// CONDOR SNOWFLAKE NATIVE APP DOCS

Snowflake Native App quickstart and operator guide

Condor is a Snowflake Native App for customer identity resolution inside Snowflake. Use these docs to create a workspace, launch modeling, run graph refresh, and inspect run status from SQL.

Minimal quickstart

Use this flow when the app is installed, privileges are approved, the source reference is bound, and runtime resources can be created or already exist. Install the app from Snowflake Marketplace before running these procedures.

CALL APP.apply_app_runtime_settings();

CALL APP.create_workspace('customer_workspace');

CALL APP.run_modeling('customer_workspace');

CALL APP.get_run_status('customer_workspace');

CALL APP.run_graph_full_refresh('customer_workspace');

CALL APP.get_run_status('customer_workspace');

Output tables

View

entity_membership

Primary record-to-entity membership output. It shows which source records belong to each resolved identity cluster.

Use this view to

  • map input records to resolved entities
  • count records per resolved entity
  • join source records back to graph assignments
  • inspect which records were grouped together
  • use stable IDs downstream when stable ID generation is enabled
Column Type Description
cluster_id VARCHAR The current resolved identity cluster identifier assigned by the graph run. Records with the same cluster_id are currently in the same resolved entity cluster.
stable_id VARCHAR The durable stable identifier assigned to the cluster when stable IDs are enabled and available. This can be NULL if stable ID assignment is disabled or no stable ID was assigned.
namespace VARCHAR The source namespace for the input record. Namespaces distinguish source systems, feeds, or logical record groups.
record_id VARCHAR The record identifier from the source namespace. Together, namespace and record_id identify the source record.
updated_run_id VARCHAR The graph run that last published this membership row.

Example query

SELECT
  stable_id,
  cluster_id,
  namespace,
  record_id
FROM entity_membership
ORDER BY stable_id, cluster_id, namespace, record_id;

View

entity_matches

Published edges between canonical records inside resolved clusters. It explains which record-level relationships contributed to the graph output.

Use this view to

  • inspect why records are connected
  • distinguish deterministic edges from probabilistic edges
  • review match scores for probabilistic links
  • build graph visualizations or QA reports
  • debug unexpected entity membership
Column Type Description
edge_id VARCHAR Stable identifier for the published edge. It is derived from the cluster, endpoints, and edge type.
cluster_id VARCHAR The resolved identity cluster that contains both edge endpoints.
stable_id VARCHAR The stable identifier for the cluster when stable IDs are enabled and available.
left_namespace VARCHAR Source namespace for the left edge endpoint.
left_canonical_id VARCHAR Canonical record identifier for the left edge endpoint.
right_namespace VARCHAR Source namespace for the right edge endpoint.
right_canonical_id VARCHAR Canonical record identifier for the right edge endpoint.
edge_type VARCHAR The type of published edge. Current values are deterministic and probabilistic.
score DOUBLE Edge score. Deterministic edges publish 1.0; probabilistic edges publish the model probability that passed the publish threshold.
updated_run_id VARCHAR The graph run that last published this edge row.

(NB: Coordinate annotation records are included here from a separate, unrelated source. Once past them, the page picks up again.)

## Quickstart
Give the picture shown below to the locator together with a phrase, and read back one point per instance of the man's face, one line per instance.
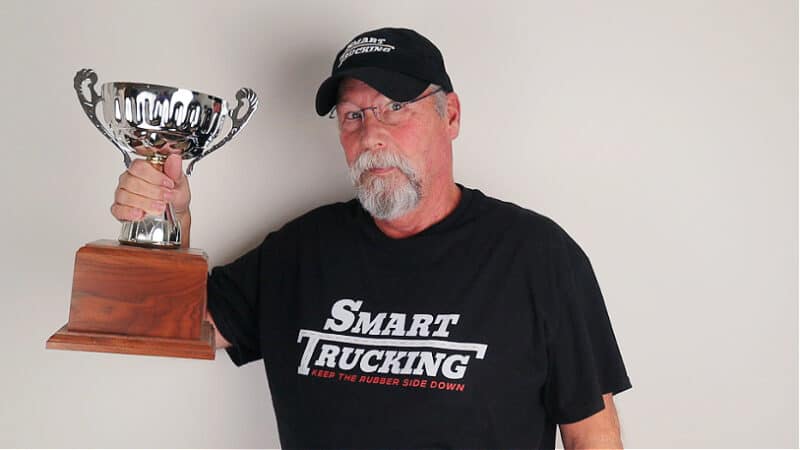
(394, 166)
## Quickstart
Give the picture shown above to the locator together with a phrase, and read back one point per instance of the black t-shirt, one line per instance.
(483, 331)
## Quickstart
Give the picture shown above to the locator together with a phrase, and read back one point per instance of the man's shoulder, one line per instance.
(327, 215)
(528, 222)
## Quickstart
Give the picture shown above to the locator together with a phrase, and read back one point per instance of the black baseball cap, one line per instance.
(397, 62)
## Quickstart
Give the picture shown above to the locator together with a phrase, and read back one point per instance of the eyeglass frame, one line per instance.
(375, 109)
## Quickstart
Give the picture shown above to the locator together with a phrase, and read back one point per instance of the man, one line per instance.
(425, 314)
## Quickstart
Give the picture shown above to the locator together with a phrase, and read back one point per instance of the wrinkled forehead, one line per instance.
(352, 90)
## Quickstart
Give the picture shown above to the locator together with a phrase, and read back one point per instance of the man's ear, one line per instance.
(453, 115)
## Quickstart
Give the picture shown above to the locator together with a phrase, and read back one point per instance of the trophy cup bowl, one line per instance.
(153, 122)
(148, 301)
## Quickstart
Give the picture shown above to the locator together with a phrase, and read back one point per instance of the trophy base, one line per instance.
(140, 301)
(202, 348)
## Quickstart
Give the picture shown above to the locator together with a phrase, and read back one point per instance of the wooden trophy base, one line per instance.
(139, 301)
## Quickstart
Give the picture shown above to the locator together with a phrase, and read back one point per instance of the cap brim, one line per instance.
(393, 85)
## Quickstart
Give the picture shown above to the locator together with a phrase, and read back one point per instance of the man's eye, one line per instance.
(353, 115)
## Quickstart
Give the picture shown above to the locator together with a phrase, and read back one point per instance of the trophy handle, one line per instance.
(244, 96)
(90, 105)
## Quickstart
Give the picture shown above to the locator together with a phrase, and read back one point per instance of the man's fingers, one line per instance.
(173, 166)
(141, 187)
(129, 199)
(142, 169)
(123, 213)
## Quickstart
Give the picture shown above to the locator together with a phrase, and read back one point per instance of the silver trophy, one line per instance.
(157, 121)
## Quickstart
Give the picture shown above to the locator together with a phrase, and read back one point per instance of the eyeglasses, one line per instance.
(392, 113)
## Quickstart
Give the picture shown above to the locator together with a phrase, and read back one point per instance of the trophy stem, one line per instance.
(156, 231)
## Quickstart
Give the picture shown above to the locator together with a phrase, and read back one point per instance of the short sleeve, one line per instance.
(584, 360)
(233, 302)
(236, 294)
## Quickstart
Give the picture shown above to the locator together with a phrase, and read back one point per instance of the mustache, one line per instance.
(383, 159)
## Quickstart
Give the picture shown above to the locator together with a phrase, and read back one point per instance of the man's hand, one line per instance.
(600, 430)
(144, 190)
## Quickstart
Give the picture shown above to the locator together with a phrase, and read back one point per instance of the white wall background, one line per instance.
(662, 135)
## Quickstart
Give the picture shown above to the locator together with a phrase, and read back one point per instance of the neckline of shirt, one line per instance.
(452, 220)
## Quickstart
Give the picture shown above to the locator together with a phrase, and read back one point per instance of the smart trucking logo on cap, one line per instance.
(363, 45)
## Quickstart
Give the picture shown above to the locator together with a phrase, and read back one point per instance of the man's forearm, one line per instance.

Review probabilistic edges

SELECT
  stable_id,
  cluster_id,
  score,
  left_namespace,
  left_canonical_id,
  right_namespace,
  right_canonical_id
FROM entity_matches
WHERE edge_type = 'probabilistic'
ORDER BY score DESC;

View

entity_golden_records

One published golden record per stable ID when golden record output is enabled.

Use this view to

  • consume entity-level customer records
  • join stable IDs to selected profile attributes
  • power downstream analytics with one row per resolved identity
  • inspect the selected values for configured golden record fields
Column Type Description
stable_id VARCHAR The stable identifier for the resolved identity. This is the primary key for the golden record output.
<configured_golden_record_field> VARCHAR One column is created for each field in golden_record_include_fields. Field columns are configurable by workspace graph settings.
updated_run_id VARCHAR The graph run that last published this golden record row.

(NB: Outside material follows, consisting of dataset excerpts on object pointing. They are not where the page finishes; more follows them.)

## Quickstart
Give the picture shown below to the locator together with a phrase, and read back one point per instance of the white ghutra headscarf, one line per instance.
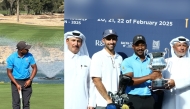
(180, 39)
(83, 49)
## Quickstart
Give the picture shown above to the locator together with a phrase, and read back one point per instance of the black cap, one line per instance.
(138, 38)
(109, 32)
(23, 45)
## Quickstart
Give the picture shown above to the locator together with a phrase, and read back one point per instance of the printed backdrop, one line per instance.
(158, 32)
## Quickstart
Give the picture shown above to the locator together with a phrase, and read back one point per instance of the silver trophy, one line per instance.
(158, 63)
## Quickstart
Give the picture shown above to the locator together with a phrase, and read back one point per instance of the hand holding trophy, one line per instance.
(157, 64)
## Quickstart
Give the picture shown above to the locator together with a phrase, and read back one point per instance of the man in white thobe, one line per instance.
(78, 90)
(178, 74)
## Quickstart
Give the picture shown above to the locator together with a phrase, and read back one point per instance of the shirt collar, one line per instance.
(107, 54)
(138, 58)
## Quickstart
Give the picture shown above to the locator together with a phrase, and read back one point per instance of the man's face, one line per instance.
(180, 49)
(74, 44)
(110, 42)
(139, 48)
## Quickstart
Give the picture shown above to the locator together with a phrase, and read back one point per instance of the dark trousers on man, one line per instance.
(26, 94)
(141, 102)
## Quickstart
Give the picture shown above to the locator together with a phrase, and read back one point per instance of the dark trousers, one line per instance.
(141, 102)
(26, 94)
(158, 96)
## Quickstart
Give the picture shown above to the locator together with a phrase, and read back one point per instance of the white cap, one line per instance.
(83, 49)
(180, 39)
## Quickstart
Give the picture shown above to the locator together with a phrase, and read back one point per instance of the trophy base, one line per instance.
(159, 84)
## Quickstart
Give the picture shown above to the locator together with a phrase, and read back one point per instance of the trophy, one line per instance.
(157, 63)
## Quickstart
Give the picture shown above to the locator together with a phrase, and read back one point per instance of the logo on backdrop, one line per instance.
(99, 43)
(126, 44)
(156, 45)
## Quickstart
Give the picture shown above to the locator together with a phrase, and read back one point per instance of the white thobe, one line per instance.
(179, 96)
(77, 82)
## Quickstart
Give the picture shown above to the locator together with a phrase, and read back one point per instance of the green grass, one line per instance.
(44, 96)
(46, 35)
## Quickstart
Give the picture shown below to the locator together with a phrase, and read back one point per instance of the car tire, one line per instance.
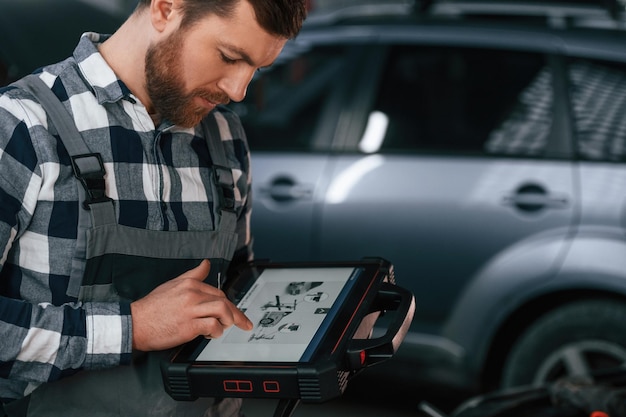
(574, 339)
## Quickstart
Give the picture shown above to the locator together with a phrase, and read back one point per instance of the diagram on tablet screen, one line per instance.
(286, 313)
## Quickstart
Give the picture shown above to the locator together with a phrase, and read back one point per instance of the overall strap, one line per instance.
(223, 179)
(88, 169)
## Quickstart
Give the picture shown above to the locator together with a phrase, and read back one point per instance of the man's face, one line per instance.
(166, 85)
(189, 72)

Example query for default settings

SELECT
  stable_id,
  email,
  updated_run_id
FROM entity_golden_records
ORDER BY stable_id;

View

entity_golden_record_lineage

Explains where each golden record field value came from.

Use this view to

  • audit golden record value selection
  • trace a golden record field back to a source record
  • understand which bundle supplied a field
  • debug why a specific source value was chosen
  • support explainability for golden records
Column Type Description
stable_id VARCHAR The stable identifier for the resolved identity.
field_name VARCHAR The golden record field described by this lineage row.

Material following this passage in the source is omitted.